We’ve never met his boyfriend; he stays in the back of the apartment. He calls out orders to Michael and Michael responds right away. We have to be careful with his boyfriend’s bong because it’s from the 70s, it’s one of those skull and snake bongs with eyeballs and horns and claws. It doesn’t look like you could break it even if you wanted to.
I am on the sofa next to Michael and my girlfriend is on the other side of the coffee table, on a chair. She’s looking at me funny because she knows we’re going to get high and when we do, she goes crazy in bed. It’s better when we’re high because everything feels different.
Michael is meticulous with the weed, separating the small stems and breaking the bud into little pieces, making a campfire. A bundle of faggots. He offers us a drink and brings a pitcher of ice water. We are going out later, after we get high.
Damon is the first among us with kids, the only one, in fact. But because they’re hippies, he and his wife (or partner) are okay lighting up around the kid and none of us knows better or thinks it’s wrong. The kid moves around my apartment touching things and we watch him from ground level.
Damon plays guitar and pares his fingernails and leaves the clippings on my coffee table when we leave. He puts bills up on telephone poles with a stapler gun announcing his project, which no one understands. He has a brand and a look to his project but it’s unclear what it is, something Vaudevillian and circus-like.
Pittsburgh is a hotbed of artists coming in and out of the café, flocking there like crows cawing, smoking, shitting all over the sidewalk. Many of them are there all day, some you only see in the morning because they’re actually doing art in their apartments, the rest of the day. Like Bill Wissell, the welder, who makes contorted bugs out of steel and puts them up in his windows, like it’s Halloween, all year-round.
Or Rick Bach, who plays guitar on the street even though he can play shows and make a living, he’s that good. He has a rockabilly outfit called Hellbelly and it’s as much fun watching them as it is hearing them, even more so, because they all look like real freaks and rock stars with their fucked up hair and sunglasses and beer-drinking right there, on the street.

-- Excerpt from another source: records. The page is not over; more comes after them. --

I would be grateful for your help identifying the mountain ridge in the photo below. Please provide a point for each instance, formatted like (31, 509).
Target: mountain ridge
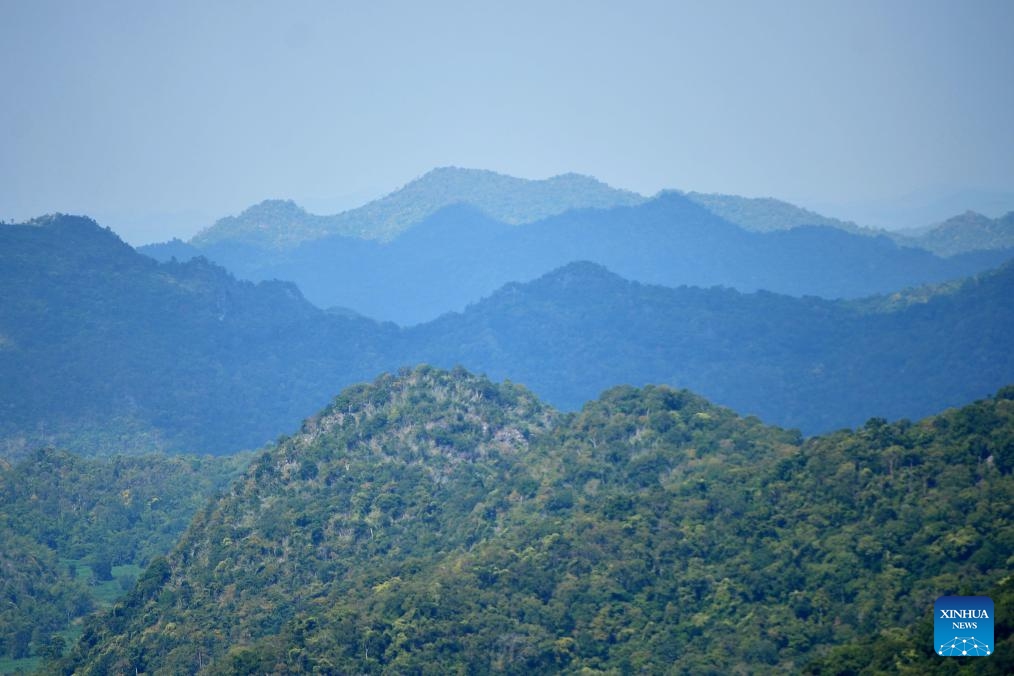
(105, 364)
(433, 521)
(280, 224)
(669, 239)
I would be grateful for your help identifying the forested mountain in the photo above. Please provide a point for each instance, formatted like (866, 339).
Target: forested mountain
(102, 348)
(459, 254)
(77, 531)
(967, 232)
(277, 224)
(435, 522)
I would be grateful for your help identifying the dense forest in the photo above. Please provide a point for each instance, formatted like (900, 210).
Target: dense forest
(278, 225)
(436, 522)
(101, 348)
(77, 531)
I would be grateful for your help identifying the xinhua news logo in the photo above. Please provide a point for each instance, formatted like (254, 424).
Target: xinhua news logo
(962, 626)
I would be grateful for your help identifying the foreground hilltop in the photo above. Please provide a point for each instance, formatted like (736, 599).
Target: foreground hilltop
(436, 522)
(101, 348)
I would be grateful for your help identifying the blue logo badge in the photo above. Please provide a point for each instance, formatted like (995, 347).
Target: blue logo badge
(962, 626)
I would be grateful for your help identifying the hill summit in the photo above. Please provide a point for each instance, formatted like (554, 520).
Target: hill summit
(436, 522)
(280, 224)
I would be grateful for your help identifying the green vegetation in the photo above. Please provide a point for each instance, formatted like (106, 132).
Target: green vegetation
(967, 232)
(435, 522)
(77, 533)
(909, 650)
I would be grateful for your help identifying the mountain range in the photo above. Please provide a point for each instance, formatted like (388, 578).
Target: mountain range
(459, 254)
(278, 224)
(103, 348)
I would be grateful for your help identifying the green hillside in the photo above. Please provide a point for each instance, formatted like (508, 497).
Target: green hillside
(967, 232)
(435, 522)
(76, 532)
(769, 214)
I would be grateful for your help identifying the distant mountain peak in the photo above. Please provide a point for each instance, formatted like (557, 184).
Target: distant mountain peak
(278, 224)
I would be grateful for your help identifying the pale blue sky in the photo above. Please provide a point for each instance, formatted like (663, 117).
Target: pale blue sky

I have a video camera and film them at Rick’s apartment. It’s a kind of Thing to get invited into Rick’s apartment. He even has an intercom so you have to announce who’s there and when they describe me they have to repeat my name a couple times and say, the guy who runs the open mic at Arabica.
There is an older guy they call Horsey at Rick’s, and he is wasted beyond measure. They are baiting Horsey to do bad things, and Horsey is happy to please. Horsey is likely homeless and slurs even when he’s not drunk. He never comes in to the shop because he doesn’t have any money. They get him high and he sings and takes his clothes off and we all laugh, I film it.

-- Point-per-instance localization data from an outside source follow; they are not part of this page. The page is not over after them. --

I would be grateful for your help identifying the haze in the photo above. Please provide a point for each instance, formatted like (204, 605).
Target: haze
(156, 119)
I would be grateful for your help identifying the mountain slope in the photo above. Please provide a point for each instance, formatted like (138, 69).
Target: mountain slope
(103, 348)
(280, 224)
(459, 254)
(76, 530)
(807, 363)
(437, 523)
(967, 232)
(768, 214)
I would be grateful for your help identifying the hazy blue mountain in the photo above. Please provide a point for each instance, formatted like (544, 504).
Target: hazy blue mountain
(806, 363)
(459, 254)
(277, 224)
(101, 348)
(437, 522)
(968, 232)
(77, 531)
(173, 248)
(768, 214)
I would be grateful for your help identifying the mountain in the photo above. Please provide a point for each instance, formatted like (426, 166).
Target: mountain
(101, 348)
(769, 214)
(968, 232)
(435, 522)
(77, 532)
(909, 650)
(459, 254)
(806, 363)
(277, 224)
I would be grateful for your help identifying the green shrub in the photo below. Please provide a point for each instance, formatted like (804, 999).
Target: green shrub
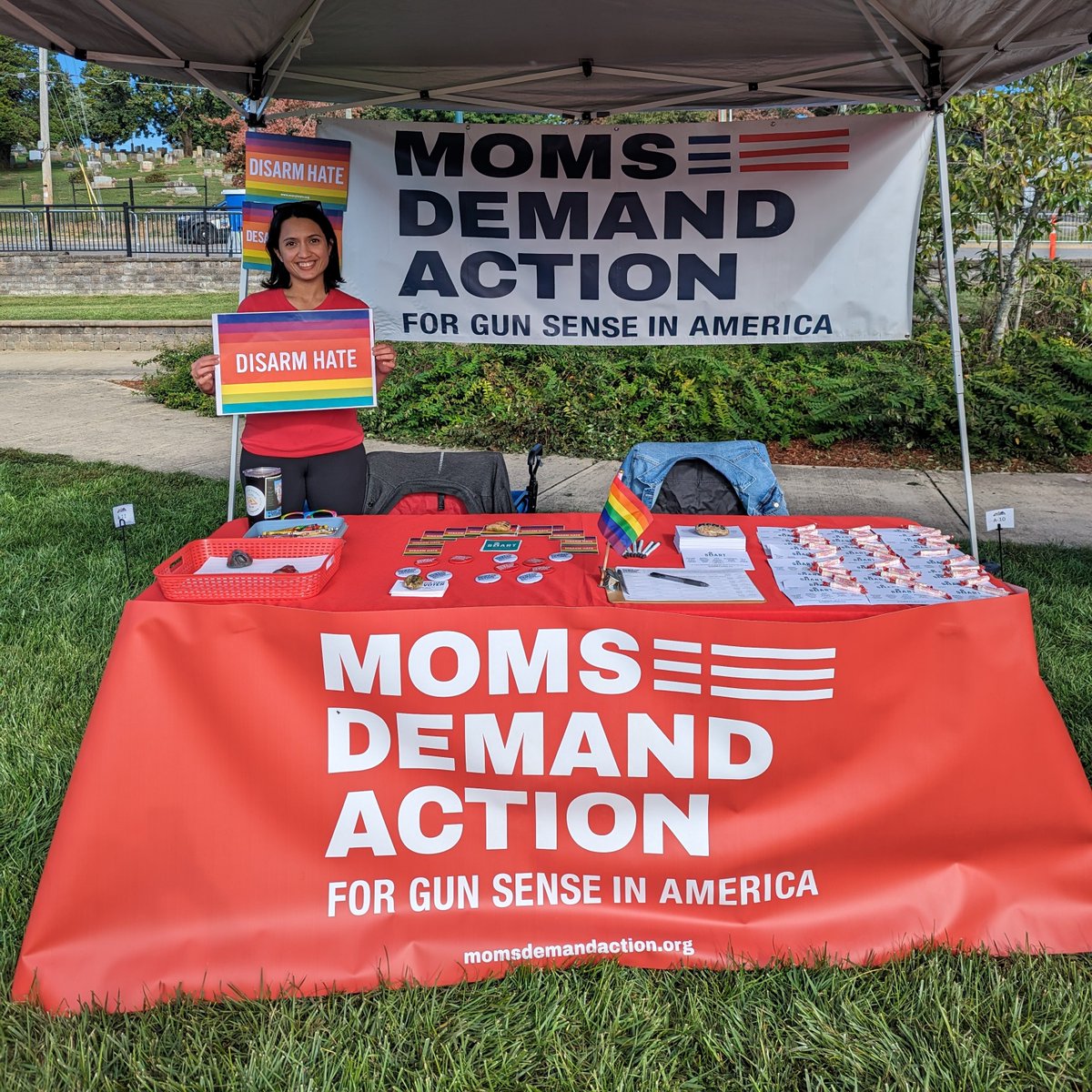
(1033, 402)
(168, 380)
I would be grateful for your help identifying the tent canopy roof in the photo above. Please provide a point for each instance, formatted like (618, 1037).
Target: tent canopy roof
(574, 57)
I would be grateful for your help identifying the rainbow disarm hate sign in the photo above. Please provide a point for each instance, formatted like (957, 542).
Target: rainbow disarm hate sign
(290, 168)
(287, 361)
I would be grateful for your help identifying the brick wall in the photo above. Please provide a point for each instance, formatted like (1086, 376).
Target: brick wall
(38, 337)
(87, 274)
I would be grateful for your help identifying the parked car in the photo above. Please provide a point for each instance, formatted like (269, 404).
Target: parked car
(202, 227)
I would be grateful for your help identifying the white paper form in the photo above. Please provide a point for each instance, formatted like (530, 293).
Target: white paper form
(792, 565)
(700, 585)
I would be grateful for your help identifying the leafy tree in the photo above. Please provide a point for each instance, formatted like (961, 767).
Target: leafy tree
(186, 116)
(19, 97)
(1018, 156)
(112, 105)
(233, 129)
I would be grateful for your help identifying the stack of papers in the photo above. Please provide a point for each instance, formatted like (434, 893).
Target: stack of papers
(703, 551)
(793, 566)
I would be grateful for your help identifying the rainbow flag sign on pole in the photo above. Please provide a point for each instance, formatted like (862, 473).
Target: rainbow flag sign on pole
(289, 360)
(290, 168)
(623, 517)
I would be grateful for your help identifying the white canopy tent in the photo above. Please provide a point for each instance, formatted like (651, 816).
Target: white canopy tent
(578, 58)
(571, 57)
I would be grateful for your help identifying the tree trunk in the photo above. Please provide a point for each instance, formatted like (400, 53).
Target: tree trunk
(1007, 300)
(932, 298)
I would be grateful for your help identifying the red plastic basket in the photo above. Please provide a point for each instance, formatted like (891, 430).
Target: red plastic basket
(179, 580)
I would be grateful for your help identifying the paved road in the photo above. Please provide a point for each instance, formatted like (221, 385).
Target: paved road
(71, 404)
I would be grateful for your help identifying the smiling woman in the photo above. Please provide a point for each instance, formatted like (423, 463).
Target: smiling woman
(320, 452)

Beanloaf is there too: Beanloaf looks like Charles Manson, with the hair and the far-off eyes, and the stone-cast face. They say he smoked his mother’s ashes once, and I believe it.

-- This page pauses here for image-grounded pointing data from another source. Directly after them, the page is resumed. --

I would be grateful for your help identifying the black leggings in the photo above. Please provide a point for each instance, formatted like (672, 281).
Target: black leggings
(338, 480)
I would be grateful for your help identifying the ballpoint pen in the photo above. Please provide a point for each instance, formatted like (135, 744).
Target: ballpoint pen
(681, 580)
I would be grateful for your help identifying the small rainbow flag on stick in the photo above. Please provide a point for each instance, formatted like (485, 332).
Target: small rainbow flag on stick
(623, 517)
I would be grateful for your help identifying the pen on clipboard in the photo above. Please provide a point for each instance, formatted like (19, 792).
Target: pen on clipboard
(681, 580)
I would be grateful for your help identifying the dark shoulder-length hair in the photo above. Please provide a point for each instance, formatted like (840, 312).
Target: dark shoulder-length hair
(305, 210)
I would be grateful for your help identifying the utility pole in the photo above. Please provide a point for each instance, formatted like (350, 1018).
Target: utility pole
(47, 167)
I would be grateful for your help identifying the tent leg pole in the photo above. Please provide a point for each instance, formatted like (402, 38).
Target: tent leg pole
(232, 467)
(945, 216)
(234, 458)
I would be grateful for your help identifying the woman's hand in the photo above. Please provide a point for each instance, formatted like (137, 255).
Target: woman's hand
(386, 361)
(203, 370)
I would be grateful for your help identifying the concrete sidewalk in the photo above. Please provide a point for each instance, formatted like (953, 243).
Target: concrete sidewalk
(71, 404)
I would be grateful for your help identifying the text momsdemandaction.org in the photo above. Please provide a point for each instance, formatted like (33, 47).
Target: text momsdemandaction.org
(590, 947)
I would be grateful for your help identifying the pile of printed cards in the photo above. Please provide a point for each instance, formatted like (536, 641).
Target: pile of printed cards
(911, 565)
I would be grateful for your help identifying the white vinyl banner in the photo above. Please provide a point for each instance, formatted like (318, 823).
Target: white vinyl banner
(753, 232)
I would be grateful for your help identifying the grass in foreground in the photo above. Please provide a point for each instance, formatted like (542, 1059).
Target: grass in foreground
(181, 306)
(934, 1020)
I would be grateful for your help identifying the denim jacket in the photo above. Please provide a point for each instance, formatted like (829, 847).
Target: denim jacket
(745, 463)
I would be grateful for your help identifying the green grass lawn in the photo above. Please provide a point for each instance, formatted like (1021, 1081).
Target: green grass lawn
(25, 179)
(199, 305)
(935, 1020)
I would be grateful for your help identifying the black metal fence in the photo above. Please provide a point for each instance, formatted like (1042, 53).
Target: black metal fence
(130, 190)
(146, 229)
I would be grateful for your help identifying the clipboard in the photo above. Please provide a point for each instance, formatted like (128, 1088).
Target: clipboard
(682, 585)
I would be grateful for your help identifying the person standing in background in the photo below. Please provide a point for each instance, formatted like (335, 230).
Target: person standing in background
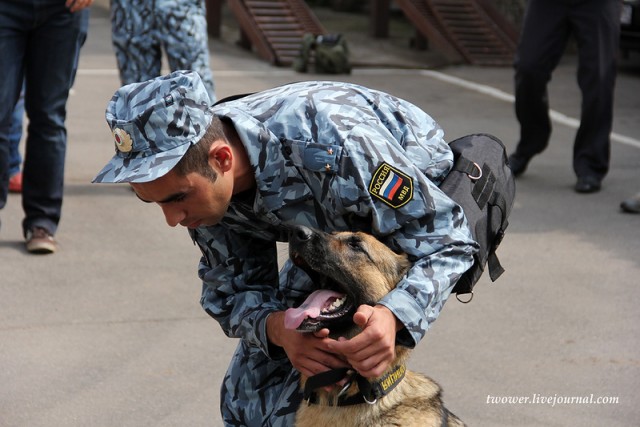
(40, 41)
(140, 30)
(15, 130)
(547, 26)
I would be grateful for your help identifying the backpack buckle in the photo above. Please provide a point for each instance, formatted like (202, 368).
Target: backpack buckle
(475, 178)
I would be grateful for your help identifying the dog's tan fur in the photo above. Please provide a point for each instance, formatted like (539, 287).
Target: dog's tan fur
(367, 270)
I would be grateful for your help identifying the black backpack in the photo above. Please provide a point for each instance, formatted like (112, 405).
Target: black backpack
(482, 183)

And others from the Circus Apocalypse, who can get out of strait jackets and run across broken glass barefooted, and eat large, live bugs. These are the people I want to associate with, I think, because they are making something out of their minds for other people’s enjoyment, just making it up and living it. There is no separation between the two worlds. This time is like a dream and we are all moving through it in that way you do in dreams, when you know it’s about to end and you’ll try hard to remember it the next day, convinced it means something you should pay attention to.